Do ponto de vista da conformidade, os transportadores terão que verificar com mais precisão e frequência as datas de validade dos documentos de imigração dos funcionários e vinculá-las aos cronogramas internos de trabalho, exames médicos, MVR e requisitos de seguro. Se o projeto de lei na forma atual se tornar lei, o "ponto de risco" se expandirá: o controle será necessário não apenas nas datas de expiração do visto, mas também na data de "expiração" de cinco anos do CDL, que pode não coincidir com os ciclos de pessoal habituais.
Para empresas com um modelo operacional multiestadual, surgirá a questão da mobilidade. O CDL é um documento estadual, mas o mercado de trabalho dos motoristas é regional. Um regime mais rígido na Geórgia pode redistribuir o fluxo de candidatos para jurisdições vizinhas ou, ao contrário, aumentar a concorrência por cidadãos dos EUA e residentes, se parte dos não-cidadãos evitar a vinculação à licença da Geórgia.
A obrigatoriedade de refazer a teoria e a prática a cada cinco anos para uma determinada categoria é um crescimento previsível da carga sobre os locais, examinadores e escolas.
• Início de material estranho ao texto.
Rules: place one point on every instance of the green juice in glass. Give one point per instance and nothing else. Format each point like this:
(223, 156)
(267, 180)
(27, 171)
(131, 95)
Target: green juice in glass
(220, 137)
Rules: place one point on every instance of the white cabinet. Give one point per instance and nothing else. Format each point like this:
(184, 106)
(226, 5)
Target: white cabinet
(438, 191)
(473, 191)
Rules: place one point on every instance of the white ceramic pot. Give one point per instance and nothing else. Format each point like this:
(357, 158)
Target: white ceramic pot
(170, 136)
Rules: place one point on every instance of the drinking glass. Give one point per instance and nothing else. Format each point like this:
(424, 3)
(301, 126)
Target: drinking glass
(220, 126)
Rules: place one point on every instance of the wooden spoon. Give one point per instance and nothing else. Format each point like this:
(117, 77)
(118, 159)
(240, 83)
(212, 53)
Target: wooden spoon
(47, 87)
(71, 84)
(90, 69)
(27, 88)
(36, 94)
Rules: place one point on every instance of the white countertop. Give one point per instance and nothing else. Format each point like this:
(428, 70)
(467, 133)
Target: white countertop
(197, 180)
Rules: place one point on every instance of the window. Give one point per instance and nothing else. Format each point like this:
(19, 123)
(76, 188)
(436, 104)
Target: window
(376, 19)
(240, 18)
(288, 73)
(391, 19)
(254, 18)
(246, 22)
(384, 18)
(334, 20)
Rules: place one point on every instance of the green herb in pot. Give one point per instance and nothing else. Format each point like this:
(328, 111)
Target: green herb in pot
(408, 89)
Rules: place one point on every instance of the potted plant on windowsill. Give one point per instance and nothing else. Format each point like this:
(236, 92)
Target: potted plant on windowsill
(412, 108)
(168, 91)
Para os transportadores, isso se materializa como tempo ocioso dos motoristas aguardando uma vaga para o teste de habilidades, necessidade de alocar equipamentos para o exame, bem como o risco de que o motorista não passe na primeira tentativa e fique fora do cronograma por dias ou semanas. Em um cenário em que muitas empresas já equilibram entre o custo de substituir um motorista e o custo de retenção, tais "tempos ociosos administrativos" se tornam mais um item de despesas indiretas.
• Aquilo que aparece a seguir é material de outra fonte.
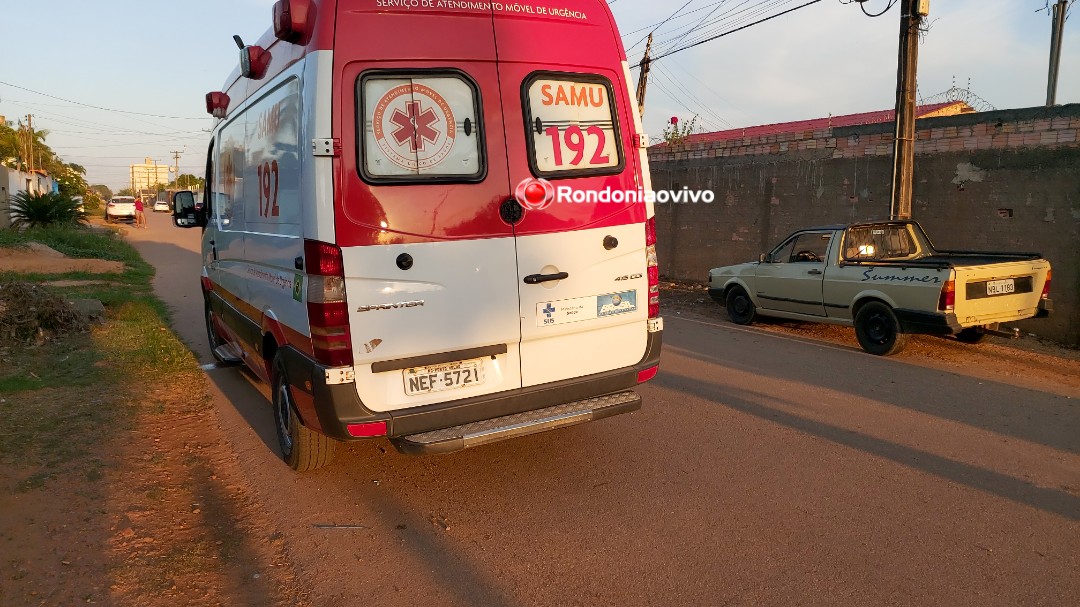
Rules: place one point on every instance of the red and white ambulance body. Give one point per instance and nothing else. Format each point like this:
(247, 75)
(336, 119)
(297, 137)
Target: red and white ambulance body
(364, 250)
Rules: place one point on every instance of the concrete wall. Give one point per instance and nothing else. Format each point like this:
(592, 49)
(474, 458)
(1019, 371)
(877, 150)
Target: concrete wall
(1001, 180)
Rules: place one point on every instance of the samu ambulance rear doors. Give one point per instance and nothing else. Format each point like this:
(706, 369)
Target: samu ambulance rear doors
(582, 280)
(431, 273)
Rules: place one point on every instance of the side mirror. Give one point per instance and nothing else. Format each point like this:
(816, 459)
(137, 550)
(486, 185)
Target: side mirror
(186, 214)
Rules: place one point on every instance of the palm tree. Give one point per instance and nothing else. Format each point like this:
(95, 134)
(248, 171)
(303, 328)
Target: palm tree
(48, 208)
Os defensores do endurecimento geralmente enfatizam a supervisão e a segurança, vinculando a iniciativa à necessidade de uma verificação mais rigorosa do status e qualificação. Os opositores — na indústria e entre grupos de direitos humanos — geralmente apontam para o potencial impacto na disponibilidade de pessoal e para o risco de efeito discriminatório, quando um grupo específico de motoristas enfrenta exigências que não se aplicam aos demais.
Um detalhe prático importante: mesmo que o projeto de lei seja aprovado, o mercado observará não apenas o texto, mas também como ele será administrado. Quão rapidamente os dados de status serão atualizados nos sistemas governamentais, com que frequência ocorrerão "revogações automáticas" errôneas, quais procedimentos de apelação e restauração surgirão, e quem arcará com os custos se o motorista for formalmente legal, mas o sistema "enxergar" de outra forma. Essas questões geralmente decidem o destino de tais normas no nível da dor operacional real para os transportadores.
Atualmente, o SB 442 está em estágio inicial: o documento foi encaminhado ao comitê do Senado da Geórgia de segurança pública. Para o setor, os próximos marcadores são o surgimento do texto de possíveis emendas (se o projeto de lei começar a ser "suavizado" ou, ao contrário, ampliado), a posição do DDS sobre a viabilidade do mecanismo automático, bem como a reação das associações de transportadores e grandes empregadores no estado.
Separadamente, os participantes do mercado compararão os possíveis requisitos da Geórgia com a agenda federal para o CDL não domiciliado, onde permanece a incerteza devido à suspensão judicial: a falta de sincronização entre o estado e a federação quase sempre leva a que a conformidade tenha que ser construída pelo cenário mais rígido, para evitar out-of-service e reivindicações de seguro já na linha.